Дома она с родителями не говорила. Расценив ее состояние как усталость и переутомление от учебы, они не трогали Машу. А Маша пила капли валерианы, которые не помогали, и пыталась спать, но ее по-прежнему преследовали кошмары – настолько будоражили они ее воображение, настолько щипали расшатанные нервы, что даже днем после бессонных ночей она не чувствовала усталости, вставая по утру со столь же сильным, а может, даже и нарастающим чувством страха, который не давал ей возможности ощущать какой бы то ни было сонливости.
Дальше – больше. Маша поняла вдруг, что она не может больше ходить в институт. Как бы она не старалась выйти на улицу, она не могла этого сделать – при одной лишь мысли о том, чтобы покинуть свою квартиру как единственно безопасное убежище, ее охватывал ужас, который сковывал все ее тело настолько, что она не могла даже сдвинуться с места, и ей оставалось лишь плакать от ужаса и беспомощности.
За каждым поворотом ее могла ожидать опасность. Выйди она за порог – как она могла тут же застрять в лифте, в котором запросто мог оборваться трос. Насколько страшна смерть, которая приходит от падения лифта в шахту? Когда она выходила из подъезда, кто-нибудь мог ударить ее дверью – совершенно неожиданно, и даже случайно – просто второпях заскочив в подъезд, ей навстречу, небрежно распахнув дверь – а удар мог прийтись ей прямо по голове, от чего она могла скончаться прямо на месте. Пока она шла к автобусной остановке, ее могла сбить машина – люди, пользующиеся личным транспортом, спешащие на работу, резко рассекали пространство не только на проезжей части проспектов, но и на дорожках двориков. Хождение по тротуарам не решало проблемы – машину могло занести, или же водитель мог специально сделать неверное движение, чтобы убить ее – и скрыться незамеченным. А ее смерть так бы и осталась ничего не значащим происшествием для огромного мира, который населяли миллиарды таких же людей, как она. Одним больше, одним меньше – какая разница? Миру все равно. Кроме того, проходя по тротуару, она могла поскользнуться и сломать ногу, или же на голову ей мог упасть какой-нибудь тяжелый предмет. Будь то осколок стены или бутылка, неосторожно выброшенная из окна – для нее это не имело значения, любой из возможных вариантов мог повлечь за собой смерть.

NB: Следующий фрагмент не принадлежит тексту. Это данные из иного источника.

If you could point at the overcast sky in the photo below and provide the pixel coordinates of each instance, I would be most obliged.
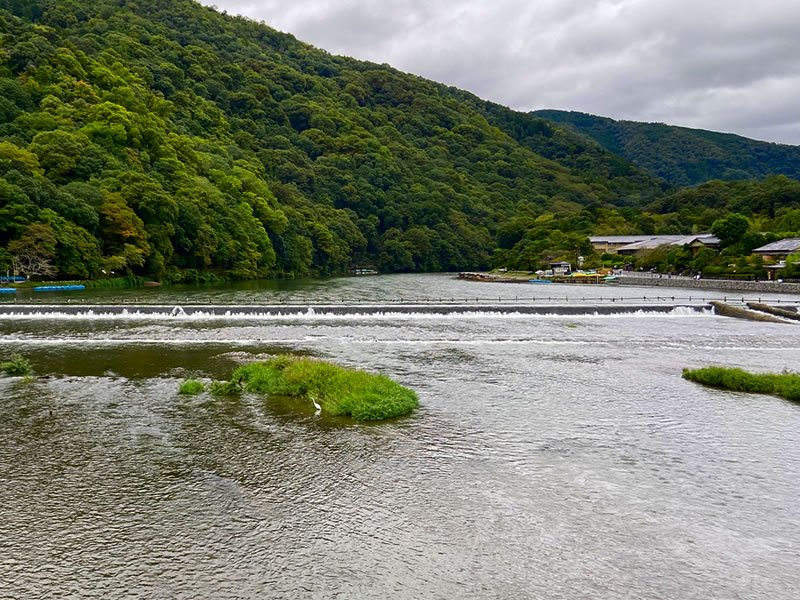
(724, 65)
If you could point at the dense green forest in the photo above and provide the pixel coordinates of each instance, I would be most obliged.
(164, 139)
(680, 155)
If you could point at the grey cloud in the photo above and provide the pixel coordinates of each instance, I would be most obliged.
(730, 65)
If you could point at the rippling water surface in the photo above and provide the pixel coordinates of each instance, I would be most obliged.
(553, 456)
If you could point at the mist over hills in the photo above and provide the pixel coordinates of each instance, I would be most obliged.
(681, 155)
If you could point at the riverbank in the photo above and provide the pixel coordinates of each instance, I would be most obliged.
(766, 287)
(723, 285)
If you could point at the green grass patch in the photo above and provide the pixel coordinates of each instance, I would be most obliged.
(339, 391)
(17, 366)
(785, 385)
(225, 388)
(192, 387)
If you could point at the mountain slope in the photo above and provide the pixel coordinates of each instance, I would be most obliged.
(164, 138)
(681, 155)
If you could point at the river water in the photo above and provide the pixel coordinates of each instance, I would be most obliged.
(553, 455)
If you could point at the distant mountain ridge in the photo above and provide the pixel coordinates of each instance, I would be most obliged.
(680, 155)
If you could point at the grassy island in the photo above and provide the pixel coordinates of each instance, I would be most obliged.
(335, 390)
(785, 385)
(17, 366)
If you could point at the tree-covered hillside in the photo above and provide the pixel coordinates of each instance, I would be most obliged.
(164, 139)
(161, 137)
(681, 155)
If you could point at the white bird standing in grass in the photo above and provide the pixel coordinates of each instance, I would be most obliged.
(317, 406)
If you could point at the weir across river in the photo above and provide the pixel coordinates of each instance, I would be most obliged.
(288, 310)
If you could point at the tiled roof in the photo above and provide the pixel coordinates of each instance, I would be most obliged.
(787, 245)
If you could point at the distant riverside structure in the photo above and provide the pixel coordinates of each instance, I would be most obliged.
(631, 244)
(780, 249)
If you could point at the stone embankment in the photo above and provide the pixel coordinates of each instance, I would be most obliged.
(726, 310)
(713, 284)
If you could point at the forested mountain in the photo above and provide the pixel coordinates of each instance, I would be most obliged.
(681, 155)
(165, 139)
(161, 135)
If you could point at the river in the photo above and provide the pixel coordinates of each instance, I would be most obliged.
(553, 455)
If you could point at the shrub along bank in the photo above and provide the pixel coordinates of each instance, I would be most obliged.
(785, 385)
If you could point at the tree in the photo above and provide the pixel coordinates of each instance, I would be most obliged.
(730, 229)
(32, 254)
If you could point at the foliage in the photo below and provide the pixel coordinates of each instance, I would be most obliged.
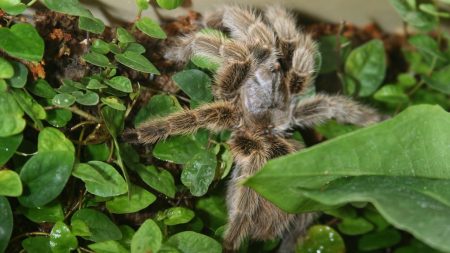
(66, 174)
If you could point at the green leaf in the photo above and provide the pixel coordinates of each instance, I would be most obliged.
(198, 173)
(6, 223)
(97, 60)
(80, 228)
(206, 62)
(158, 106)
(151, 28)
(100, 178)
(439, 80)
(20, 75)
(142, 4)
(10, 184)
(355, 226)
(61, 239)
(147, 238)
(6, 69)
(120, 83)
(365, 68)
(59, 117)
(38, 244)
(169, 4)
(30, 106)
(135, 47)
(22, 41)
(323, 239)
(95, 84)
(177, 149)
(140, 199)
(192, 242)
(379, 240)
(71, 7)
(391, 94)
(101, 227)
(89, 98)
(8, 146)
(91, 24)
(328, 47)
(159, 179)
(432, 10)
(100, 46)
(137, 62)
(216, 209)
(414, 17)
(108, 247)
(114, 120)
(48, 213)
(176, 215)
(64, 100)
(13, 7)
(11, 121)
(41, 88)
(114, 103)
(46, 173)
(386, 177)
(124, 36)
(195, 83)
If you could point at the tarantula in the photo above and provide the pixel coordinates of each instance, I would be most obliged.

На дороге, которую ей приходилось переходить всякий раз, когда она направлялась к автобусной остановке, ее могла сбить машина, и переход на зеленый свет не мог обезопасить ее от этой возможности – это уже было ею проверено. Даже если бы она не погибла, она могла получить какую-нибудь страшную травму, повлекшую бы за собой уродство или паралич, а что было бы хуже – смерть или ранняя инвалидность? Высокая вероятность получения травмы ожидала ее так же и в общественном транспорте – в любой момент ее могло прижать дверью маршрутки, или плечом тяжеловесного человека, или же она могла упасть, не выдержав давки, получив тем самым перелом или сотрясение мозга.
Маша боялась людей. А особенно ее пугали эти самые искаженные лица, которые она видела ежедневно в метро. На что были способны эти люди, не думающие ни о чем, кроме как успеть пролезть в щель вперед другого, чтобы успеть на работу, на которую они вечно опаздывали?
В метро ее могли толкнуть, и она упала бы прямо на шпалы электропоезда, и смерть ее была бы неминуема, и вместе с тем необыкновенно ужасна, несмотря на свою мгновенность – куски ее раскромсанного тела размазало бы по всем рельсам на добрую сотню метров, и никто не смог бы их собрать для того, чтобы хотя бы ее по-человечески похоронить.
На улице, да и в транспорте, в любой момент на ее пути мог встретиться убийца, или сумасшедший, или даже просто вор, и никто из этих людей не смог бы ее защитить.